Je pouvais pleurer seule dans mon bureau. Puis essuyer mes larmes et retourner auprès de mon équipe.

Sans jamais faire porter ce que je vivais à mes collaborateurs.

Aujourd’hui, je comprends que ça porte un nom : le leadership. La résilience.

Le travail invisible qui a tout changé

Ensuite, nous avons parlé des réussites personnelles.

Et là, une autre évidence.

Pendant deux ans, j’ai travaillé sur moi.

Je me suis recentrée.

Pas de distractions. Pas de fuite.

Juste moi.

Et mon fils.

Avec une intention claire : lui offrir un environnement que moi, je n’avais pas eu.

Ce travail, personne ne le voit. Mais il a transformé toute ma vie.

Je repense à un moment précis.

À cette période, ma grossesse était pathologique. Je ne pouvais plus travailler. J’avais perdu mon activité.

Je dépendais de mes parents.

Un jour, en préparant le biberon de mon fils, j’ai vu qu’il restait à peine de quoi faire.

Et là, j’ai craqué.

Pas de fatigue.
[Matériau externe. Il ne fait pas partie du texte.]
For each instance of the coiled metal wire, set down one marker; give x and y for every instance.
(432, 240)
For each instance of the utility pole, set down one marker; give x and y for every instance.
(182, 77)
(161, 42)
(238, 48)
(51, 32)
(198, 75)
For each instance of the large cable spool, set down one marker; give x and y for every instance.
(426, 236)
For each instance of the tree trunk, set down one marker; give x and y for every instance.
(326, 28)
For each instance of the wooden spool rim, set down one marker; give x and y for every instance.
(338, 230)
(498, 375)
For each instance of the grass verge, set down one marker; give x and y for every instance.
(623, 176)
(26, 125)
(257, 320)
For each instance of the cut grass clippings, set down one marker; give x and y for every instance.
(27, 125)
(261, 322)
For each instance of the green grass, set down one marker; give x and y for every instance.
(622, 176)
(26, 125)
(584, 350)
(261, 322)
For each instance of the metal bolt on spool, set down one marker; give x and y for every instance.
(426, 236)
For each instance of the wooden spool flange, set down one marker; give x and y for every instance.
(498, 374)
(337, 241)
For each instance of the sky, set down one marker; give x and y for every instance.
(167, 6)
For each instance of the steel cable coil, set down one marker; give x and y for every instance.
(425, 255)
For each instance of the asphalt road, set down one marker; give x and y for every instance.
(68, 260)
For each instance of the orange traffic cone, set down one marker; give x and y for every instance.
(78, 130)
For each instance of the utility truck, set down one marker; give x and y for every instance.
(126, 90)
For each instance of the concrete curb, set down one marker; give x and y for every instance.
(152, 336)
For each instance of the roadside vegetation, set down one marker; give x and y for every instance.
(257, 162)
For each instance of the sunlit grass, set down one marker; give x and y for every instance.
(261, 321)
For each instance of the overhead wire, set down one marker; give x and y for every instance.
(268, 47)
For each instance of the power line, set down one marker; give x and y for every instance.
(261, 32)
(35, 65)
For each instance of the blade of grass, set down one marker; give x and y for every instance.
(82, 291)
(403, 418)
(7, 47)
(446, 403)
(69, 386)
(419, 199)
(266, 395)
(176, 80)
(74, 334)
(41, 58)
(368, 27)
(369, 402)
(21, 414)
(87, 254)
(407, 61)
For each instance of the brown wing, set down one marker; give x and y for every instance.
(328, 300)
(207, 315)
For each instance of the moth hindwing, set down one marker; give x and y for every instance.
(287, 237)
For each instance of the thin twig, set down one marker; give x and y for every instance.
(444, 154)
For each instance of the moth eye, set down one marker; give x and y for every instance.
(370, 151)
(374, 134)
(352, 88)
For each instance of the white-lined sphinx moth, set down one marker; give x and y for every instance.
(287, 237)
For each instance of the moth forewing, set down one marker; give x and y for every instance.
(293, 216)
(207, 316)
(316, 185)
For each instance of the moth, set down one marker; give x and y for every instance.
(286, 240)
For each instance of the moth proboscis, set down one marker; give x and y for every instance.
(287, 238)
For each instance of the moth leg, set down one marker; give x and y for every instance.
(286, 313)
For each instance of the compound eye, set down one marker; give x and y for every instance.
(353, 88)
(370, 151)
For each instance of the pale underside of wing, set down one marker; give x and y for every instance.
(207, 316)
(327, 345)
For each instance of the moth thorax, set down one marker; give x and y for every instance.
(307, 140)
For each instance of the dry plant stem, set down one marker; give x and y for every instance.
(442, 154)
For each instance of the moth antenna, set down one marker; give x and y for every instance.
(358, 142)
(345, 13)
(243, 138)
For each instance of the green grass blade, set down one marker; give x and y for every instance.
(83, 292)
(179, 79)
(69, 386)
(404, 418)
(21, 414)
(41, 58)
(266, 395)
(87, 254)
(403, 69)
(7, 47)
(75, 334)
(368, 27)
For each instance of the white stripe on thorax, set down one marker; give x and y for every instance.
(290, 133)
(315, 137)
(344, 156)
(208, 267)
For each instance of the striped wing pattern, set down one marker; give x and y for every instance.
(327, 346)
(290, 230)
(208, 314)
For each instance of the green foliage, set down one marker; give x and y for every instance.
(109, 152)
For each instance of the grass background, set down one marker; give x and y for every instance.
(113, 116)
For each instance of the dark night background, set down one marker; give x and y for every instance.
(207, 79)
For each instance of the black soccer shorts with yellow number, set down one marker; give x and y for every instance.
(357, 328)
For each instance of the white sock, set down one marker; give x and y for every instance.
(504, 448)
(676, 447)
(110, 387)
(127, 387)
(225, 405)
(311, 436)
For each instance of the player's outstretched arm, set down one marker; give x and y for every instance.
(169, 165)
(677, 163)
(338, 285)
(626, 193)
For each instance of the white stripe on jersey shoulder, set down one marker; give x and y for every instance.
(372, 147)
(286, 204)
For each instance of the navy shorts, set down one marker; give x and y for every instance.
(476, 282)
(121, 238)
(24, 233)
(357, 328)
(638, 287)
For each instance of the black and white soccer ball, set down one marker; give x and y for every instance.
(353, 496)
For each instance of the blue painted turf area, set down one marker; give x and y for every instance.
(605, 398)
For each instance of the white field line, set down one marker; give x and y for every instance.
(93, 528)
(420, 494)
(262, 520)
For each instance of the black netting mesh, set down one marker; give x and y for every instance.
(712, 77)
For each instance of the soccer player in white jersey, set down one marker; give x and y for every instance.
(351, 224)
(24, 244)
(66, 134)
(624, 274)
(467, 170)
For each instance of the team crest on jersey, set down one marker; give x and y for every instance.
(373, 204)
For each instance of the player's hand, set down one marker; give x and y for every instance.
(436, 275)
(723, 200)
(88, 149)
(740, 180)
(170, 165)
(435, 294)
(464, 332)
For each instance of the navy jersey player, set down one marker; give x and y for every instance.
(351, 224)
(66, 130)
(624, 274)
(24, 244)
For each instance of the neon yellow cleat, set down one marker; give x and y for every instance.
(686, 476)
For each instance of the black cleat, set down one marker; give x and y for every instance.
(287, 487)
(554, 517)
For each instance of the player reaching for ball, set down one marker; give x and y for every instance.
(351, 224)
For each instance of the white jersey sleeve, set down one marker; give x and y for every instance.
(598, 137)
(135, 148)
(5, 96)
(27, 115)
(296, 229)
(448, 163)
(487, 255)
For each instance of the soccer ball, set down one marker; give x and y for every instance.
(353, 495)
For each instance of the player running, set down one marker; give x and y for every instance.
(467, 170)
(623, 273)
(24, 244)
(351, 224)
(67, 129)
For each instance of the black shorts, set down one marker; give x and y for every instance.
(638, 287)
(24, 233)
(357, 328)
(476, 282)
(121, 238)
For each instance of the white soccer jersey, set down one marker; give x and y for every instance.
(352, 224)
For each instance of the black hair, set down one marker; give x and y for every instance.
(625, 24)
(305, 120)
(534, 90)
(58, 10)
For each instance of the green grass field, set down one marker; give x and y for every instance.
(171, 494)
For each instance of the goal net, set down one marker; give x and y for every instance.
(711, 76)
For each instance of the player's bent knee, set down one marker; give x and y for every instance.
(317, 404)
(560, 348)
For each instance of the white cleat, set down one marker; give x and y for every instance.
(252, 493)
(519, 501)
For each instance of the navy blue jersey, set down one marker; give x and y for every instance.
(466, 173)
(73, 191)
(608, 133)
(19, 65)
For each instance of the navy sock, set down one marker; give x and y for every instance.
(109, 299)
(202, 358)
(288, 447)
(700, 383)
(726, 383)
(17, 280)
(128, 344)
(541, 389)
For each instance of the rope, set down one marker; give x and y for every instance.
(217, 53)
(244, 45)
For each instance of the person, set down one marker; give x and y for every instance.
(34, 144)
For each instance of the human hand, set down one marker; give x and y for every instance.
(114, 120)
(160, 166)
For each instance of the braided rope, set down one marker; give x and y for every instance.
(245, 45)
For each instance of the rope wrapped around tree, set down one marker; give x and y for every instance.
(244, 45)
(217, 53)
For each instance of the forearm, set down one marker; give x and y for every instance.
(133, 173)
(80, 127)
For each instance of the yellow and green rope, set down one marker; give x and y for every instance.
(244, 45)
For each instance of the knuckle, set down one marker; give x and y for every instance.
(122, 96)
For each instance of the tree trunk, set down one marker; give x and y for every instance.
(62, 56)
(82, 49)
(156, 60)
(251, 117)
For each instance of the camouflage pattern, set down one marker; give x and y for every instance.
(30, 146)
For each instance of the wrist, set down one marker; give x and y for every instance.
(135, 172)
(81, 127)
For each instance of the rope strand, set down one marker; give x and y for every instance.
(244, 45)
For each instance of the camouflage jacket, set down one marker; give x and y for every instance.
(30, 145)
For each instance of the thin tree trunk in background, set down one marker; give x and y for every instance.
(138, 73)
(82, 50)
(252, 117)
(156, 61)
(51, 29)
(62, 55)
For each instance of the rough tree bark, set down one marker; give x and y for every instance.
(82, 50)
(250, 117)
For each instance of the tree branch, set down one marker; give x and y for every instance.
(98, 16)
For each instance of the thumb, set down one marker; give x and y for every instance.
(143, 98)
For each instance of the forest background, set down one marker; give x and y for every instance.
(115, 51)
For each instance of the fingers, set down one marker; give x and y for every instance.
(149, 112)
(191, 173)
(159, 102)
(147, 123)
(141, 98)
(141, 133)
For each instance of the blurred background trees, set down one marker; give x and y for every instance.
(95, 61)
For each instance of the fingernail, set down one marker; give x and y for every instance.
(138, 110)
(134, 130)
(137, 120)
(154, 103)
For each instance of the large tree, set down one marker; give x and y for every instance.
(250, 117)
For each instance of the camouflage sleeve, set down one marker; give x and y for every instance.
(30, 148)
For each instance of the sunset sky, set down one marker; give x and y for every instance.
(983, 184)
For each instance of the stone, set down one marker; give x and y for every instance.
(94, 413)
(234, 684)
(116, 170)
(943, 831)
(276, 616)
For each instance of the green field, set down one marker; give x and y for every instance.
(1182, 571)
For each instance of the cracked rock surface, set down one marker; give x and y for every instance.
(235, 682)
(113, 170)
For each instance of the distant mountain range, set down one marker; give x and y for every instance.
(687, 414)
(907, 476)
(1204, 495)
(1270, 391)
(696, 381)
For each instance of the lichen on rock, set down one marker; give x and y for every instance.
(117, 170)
Pas de stress.

De lucidité.

Le lendemain, je suis allée voir mes parents pour qu’ils achètent du lait pour mon fils.

Et ce jour-là, je me suis fait une promesse.

La dernière fois.

La dernière fois que je dépendais de quelqu’un pour subvenir aux besoins de mon enfant.

Et j’ai tenu cette promesse.

Mettre des mots sur ce que je suis vraiment

Mais la plus grande prise de conscience ne vient pas seulement de ce que j’ai fait.

Elle vient de ce que j’entends régulièrement : «  Tu ne te vois pas. Tu ne vois pas ton potentiel. »

Et aujourd’hui ça m’a percutée.

Parce que c’est vrai.

Je fais. J’avance. Je tiens.

Mais je ne célèbre pas. Je ne reconnais pas. Je minimise.

Ce que j’aime vraiment faire (et que je n’assumais pas)

Aujourd’hui, j’ai mis des mots clairs sur ce qui me fait vibrer.

Structurer. Accompagner. Transmettre.

J’aime remettre de l’ordre là où il y a du chaos. Créer du cadre là où tout est flou. Apporter de la clarté là où il y a de la confusion.

Mais surtout, j’aime accompagner l’humain.

Parce qu’un business ne peut pas évoluer si la personne derrière ne le fait pas aussi.

C’est indissociable.

Ce qui me correspond profondément, c’est le rôle de bras droit du dirigeant.

Être celle qui soutient.

Qui organise.

Qui structure.

Qui sécurise.

Celle qui permet à l’autre de se concentrer sur sa vision… pendant que moi, je transforme cette vision en réalité concrète.

Et dans tout ça, il y a un troisième pilier essentiel : la transmission.

Faire grandir. Faire monter en compétences. Rendre les autres autonomes.

Une posture qui change tout

En sortant de cette séance, quelque chose était différent.

Pas ce que je sais faire.

Pas mon parcours.

Ma posture.

Pour la première fois, je ne minimisais plus. Je ne cherchais plus à me réduire.

Et ça change tout.

Ce que je comprends aujourd’hui

Je ne suis pas juste quelqu’un qui travaille.

Je suis quelqu’un qui :

• structure

• accompagne

• développe

• et tient, même dans l’adversité

Et ça, ce n’est pas anodin.

C’est un positionnement.

Et maintenant ?

Cette prise de conscience, ce n’est pas une fin.

C’est un début.

Le début d’un repositionnement.

Le début d’une nouvelle manière de me présenter.

Le début d’un alignement entre ce que je suis… et ce que je montre.

Parce qu’au fond, le vrai problème n’a jamais été mes compétences.

C’était le regard que je portais dessus.